Now suppose we are asking whether u8: Foo holds. The following branch exists in the proof tree: u8: Foo holds if WF(u8: Bar) holds if u8: Foo holds.

I think rustc would have the right behavior currently: just dismiss this branch since it only leads to the tautological rule (u8: Foo) if (u8: Foo).

In Chalk we have a more sophisticated cycle detection strategy based on tabling, which basically enables us to correctly answer "multiple solutions", instead of "unique solution" if a simple error-on-cycle strategy were used. Would rustc need such a thing?

Drawbacks

  • Implied bounds on types can feel like "implicit bounds" (although they are not: the types appear in the signature of a function / impl header, so it's self-documenting).
  • Removing a bound from a struct becomes a breaking change (note: this can already be the case for functions and traits).

Rationale and Alternatives

Including parameters in well-formedness rules

Specific to this design: instead of disregarding parameters in well-formedness checks, we could have included them, and added reverse rules of the form: "WF(T) holds if WF(Struct<T>) holds". From a theoretical point of view, this would have had the same effects as the current design, and would have avoided the whole InputTypes thing.

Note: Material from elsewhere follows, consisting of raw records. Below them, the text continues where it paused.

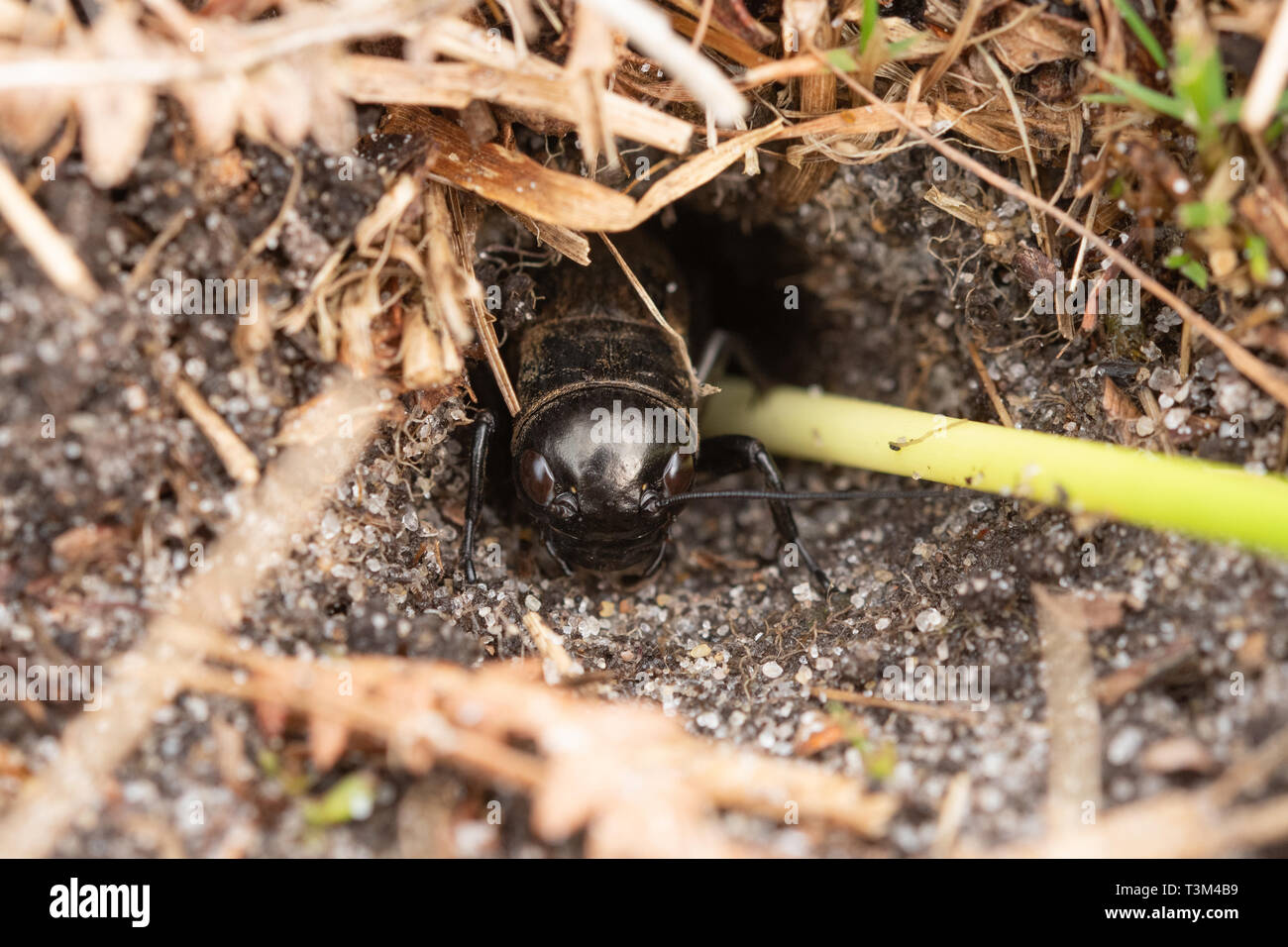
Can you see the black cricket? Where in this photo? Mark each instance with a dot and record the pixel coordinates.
(609, 505)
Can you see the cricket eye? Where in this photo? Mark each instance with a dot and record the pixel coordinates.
(537, 478)
(678, 475)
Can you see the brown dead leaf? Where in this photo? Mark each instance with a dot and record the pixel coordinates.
(1035, 39)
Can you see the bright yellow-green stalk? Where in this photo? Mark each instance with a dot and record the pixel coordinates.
(1218, 501)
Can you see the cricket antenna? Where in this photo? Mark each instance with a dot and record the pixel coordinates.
(790, 495)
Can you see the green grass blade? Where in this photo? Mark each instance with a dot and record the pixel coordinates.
(1137, 26)
(1202, 499)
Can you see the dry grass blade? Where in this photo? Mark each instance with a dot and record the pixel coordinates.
(1270, 380)
(1269, 78)
(51, 249)
(651, 30)
(1073, 715)
(95, 744)
(632, 779)
(237, 458)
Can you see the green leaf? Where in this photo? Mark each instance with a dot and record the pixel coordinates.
(351, 799)
(1137, 26)
(1150, 97)
(1258, 261)
(870, 24)
(1199, 214)
(1198, 80)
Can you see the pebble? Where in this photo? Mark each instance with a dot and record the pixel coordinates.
(1125, 745)
(930, 620)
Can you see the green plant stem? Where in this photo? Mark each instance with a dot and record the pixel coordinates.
(1203, 499)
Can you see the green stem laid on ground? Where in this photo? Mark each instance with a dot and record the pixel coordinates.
(1216, 501)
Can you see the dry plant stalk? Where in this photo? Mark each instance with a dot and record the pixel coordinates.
(631, 777)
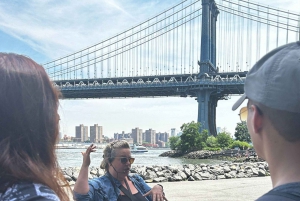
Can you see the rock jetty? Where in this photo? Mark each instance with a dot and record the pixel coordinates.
(224, 155)
(187, 172)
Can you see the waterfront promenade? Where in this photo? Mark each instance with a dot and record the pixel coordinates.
(219, 190)
(225, 189)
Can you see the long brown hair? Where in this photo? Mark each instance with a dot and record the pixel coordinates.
(28, 125)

However, implementation in Chalk revealed some tricky issues. Writing in Chalk-style, suppose we have rules like:

WF(Struct<T>) :- WF(T)
WF(T) :- WF(Struct<T>)

then trying to prove WF(i32) gives birth to an infinite branch WF(i32) :- WF(Struct<i32>) :- WF(Struct<Struct<i32>>) :- ... in the proof tree, which is hard (at least that's what we believe) to dismiss.

Trait aliases

Trait aliases offer a way to factorize repeated constraints (RFC 1733), it's useful especially for bounds on types, but it does not overcome the limitations for implied bounds on traits (the where Bar: Into<Self> example is a good one).

Limiting the scope of implied bounds

These essentially try to address the breaking change when removing a bound on a type:

  • do not derive implied bounds for types
  • limit the use of implied bounds for types that are in your current crate only
  • derive implied bounds in impl bodys only
  • two distinct feature-gates, one for implied bounds on traits and another one for types

Unresolved questions

  • Should we try to limit the range of implied bounds to be crate-local (or module-local, etc)?
  • @nikomatsakis pointed here that implied bounds can interact badly with current inference rules.